Or en l’espèce, comme l’a justement retenu le conseil de prud’hommes, l’appelant se trouve dans l’incapacité de démontrer qu’il a effectivement perçu une rémunération, fut-ce de façon indirecte ;

S’il affirme en effet que la Sarl Déolis lui reversait la totalité des honoraires qu’elle percevait de la part de la Sas Chimicmétal, il ne fournit aucun élément de preuve en ce sens ;

Les seuls éléments qu’il verse aux débats, à savoir les avis d’imposition relatifs aux années considérées sont tout à fait insuffisants puisqu’ils ne font apparaître des salaires et revenus assimilés déclarés que 6848 € en 2005, 6966 € en 2006, 7012 € en 2007 et une absence totale de revenus salariaux ou assimilés en 2008, tous ces montants étant inférieurs au montant d’un seul mois d’honoraires dont il prétend qu’ils lui auraient été rétrocédés en intégralité ;

De surcroît, comme le fait observer la Sas Chimicmétal, il s’abstient de fournir aux débats les déclarations de revenus elles-mêmes ce qui aurait permis de distinguer de façon précise la nature des revenus figurant sur l’avis d’imposition ;

(...)

Si en effet les circonstances de l’espèce laissent supposer l’existence de manoeuvres frauduleuses notamment par prêt de main d’oeuvre illicite puisque le contrat de mise à disposition ne portait pas sur une tâche spécifique à accomplir, ce qui relèverait d’une opération de sous-traitance, mais visait bien l’assistance du directeur général par un manager, le contrat décrivant précisément les compétences et le profil de la personne recherchée, la rémunération forfaitaire étant calculée sur la base d’un travail effectif pendant un certain nombre de jours par mois, force est de constater que la Sas Chimicmétal, qui n’explique toujours pas pour quelle raison elle n’a pas procédé à l’embauche directe de M. Francis X... en qualité de directeur opérationnel y a donc prêté la main »

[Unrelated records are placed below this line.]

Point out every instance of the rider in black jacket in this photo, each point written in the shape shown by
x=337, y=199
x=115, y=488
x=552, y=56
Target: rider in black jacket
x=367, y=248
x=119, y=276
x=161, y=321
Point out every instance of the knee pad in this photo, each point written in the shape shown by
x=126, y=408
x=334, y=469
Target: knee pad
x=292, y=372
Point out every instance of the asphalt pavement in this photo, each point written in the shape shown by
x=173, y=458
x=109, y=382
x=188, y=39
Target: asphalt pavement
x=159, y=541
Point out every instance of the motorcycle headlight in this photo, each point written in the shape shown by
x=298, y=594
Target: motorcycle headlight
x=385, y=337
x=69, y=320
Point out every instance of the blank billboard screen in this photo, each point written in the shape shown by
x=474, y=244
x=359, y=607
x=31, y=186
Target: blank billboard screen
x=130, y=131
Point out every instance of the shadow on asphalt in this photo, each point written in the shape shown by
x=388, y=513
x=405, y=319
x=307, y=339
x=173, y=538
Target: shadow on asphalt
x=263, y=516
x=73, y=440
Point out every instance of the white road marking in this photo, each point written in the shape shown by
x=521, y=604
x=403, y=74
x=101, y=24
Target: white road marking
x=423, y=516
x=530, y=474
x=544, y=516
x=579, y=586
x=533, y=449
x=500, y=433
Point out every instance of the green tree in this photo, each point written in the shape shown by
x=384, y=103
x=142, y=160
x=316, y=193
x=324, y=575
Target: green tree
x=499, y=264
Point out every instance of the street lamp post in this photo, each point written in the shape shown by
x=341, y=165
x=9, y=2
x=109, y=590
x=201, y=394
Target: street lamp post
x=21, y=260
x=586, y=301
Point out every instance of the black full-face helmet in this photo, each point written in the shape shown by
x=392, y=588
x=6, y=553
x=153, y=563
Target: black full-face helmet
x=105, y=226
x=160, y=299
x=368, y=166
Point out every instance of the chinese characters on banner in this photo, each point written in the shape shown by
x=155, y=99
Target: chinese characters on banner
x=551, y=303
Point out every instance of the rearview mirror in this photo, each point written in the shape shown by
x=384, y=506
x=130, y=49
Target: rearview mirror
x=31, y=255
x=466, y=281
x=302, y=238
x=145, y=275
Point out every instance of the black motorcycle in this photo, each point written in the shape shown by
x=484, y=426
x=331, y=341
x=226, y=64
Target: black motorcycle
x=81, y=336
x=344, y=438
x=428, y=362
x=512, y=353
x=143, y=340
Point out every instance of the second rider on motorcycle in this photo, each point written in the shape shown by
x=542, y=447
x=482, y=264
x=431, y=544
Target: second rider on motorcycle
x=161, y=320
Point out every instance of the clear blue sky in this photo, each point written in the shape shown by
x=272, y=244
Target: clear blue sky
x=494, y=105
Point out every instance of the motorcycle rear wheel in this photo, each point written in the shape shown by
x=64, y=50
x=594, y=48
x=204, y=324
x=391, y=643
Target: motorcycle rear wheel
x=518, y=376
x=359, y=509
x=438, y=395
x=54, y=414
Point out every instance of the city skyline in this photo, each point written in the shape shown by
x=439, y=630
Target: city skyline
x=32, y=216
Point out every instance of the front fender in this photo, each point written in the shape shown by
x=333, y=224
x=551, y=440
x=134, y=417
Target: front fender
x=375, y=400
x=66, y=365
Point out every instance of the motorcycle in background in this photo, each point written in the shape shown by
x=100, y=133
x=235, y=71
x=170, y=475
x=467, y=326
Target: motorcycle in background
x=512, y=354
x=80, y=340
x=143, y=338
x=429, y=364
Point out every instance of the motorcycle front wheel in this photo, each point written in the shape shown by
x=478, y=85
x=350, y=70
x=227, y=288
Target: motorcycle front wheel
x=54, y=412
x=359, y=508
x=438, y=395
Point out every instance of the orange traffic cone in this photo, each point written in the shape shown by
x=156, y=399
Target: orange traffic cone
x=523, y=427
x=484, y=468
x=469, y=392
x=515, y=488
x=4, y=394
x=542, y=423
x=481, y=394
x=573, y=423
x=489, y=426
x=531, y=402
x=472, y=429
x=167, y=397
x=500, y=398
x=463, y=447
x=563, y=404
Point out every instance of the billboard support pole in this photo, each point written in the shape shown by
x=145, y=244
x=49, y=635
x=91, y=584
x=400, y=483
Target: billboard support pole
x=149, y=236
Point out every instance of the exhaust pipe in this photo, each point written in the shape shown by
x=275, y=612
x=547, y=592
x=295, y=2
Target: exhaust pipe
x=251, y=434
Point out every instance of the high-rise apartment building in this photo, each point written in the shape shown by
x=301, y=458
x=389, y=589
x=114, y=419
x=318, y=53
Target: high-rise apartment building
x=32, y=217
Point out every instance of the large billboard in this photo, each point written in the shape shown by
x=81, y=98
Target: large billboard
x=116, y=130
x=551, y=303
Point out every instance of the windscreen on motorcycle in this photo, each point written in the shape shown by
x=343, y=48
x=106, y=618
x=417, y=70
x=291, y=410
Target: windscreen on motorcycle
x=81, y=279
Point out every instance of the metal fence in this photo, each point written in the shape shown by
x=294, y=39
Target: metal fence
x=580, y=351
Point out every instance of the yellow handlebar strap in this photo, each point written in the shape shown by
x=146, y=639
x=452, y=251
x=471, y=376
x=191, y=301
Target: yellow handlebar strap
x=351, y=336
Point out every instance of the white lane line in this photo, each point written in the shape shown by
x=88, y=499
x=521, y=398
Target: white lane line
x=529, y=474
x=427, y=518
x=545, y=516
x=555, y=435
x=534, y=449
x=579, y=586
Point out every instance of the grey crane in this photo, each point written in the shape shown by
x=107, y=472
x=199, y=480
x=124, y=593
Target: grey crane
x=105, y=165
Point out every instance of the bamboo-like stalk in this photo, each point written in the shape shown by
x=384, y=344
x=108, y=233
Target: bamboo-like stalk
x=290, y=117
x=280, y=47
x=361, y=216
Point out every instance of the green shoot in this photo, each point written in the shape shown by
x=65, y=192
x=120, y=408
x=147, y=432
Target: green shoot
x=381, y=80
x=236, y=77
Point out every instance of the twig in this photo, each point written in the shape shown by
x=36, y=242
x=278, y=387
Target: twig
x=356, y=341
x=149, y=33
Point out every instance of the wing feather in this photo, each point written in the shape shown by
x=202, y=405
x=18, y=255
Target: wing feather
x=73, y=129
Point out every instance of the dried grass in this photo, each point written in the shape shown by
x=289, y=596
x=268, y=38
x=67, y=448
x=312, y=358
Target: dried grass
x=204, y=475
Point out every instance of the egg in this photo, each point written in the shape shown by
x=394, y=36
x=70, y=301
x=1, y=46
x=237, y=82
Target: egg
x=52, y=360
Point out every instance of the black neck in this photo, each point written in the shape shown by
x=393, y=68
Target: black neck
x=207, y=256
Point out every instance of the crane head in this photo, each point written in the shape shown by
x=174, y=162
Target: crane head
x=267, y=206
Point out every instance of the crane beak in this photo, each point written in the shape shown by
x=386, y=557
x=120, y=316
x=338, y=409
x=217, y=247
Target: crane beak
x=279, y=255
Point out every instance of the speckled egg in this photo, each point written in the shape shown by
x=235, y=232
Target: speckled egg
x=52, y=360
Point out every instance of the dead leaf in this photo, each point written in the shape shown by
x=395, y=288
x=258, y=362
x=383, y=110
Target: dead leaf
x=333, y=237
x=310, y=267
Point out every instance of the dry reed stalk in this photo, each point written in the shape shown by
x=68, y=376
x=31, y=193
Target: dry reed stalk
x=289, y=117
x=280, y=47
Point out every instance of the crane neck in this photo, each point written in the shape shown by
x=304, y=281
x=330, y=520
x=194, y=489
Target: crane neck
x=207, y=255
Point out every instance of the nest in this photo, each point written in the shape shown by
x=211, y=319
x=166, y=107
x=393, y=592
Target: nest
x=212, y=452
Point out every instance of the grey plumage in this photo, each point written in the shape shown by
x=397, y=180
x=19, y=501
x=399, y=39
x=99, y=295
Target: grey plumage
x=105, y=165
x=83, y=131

ET AUX MOTIFS EVENTUELLEMENT ADOPTES QUE

« (...) M. Francis X... s’est borné à produire aux débats la copie de ses avis d’imposition et non de ses déclarations de revenus comme l’exigeait le jugement rendu le 16 septembre 2010 ;

Or, il convient de rappeler que le demandeur avait auparavant fait valoir que les honoraires versés à la société Déolis par la société défenderesse lui auraient été rétrocédés en totalité, la société Déolis ne constituant selon le premier qu’un écran, entre lui et la société Chimicmétal ;

Dans ces conditions, il y a lieu d’estimer que la preuve du paiement, fut-il indirect d’une rémunération servie par le prétendu employeur, laquelle constitue l’un des éléments caractéristiques du contrat de travail, n’est aucunement rapportée au vu des productions faites aux débats ;

Ces seuls motifs suffisent à débouter M. Francis X... de l’intégralité de ses prétentions. »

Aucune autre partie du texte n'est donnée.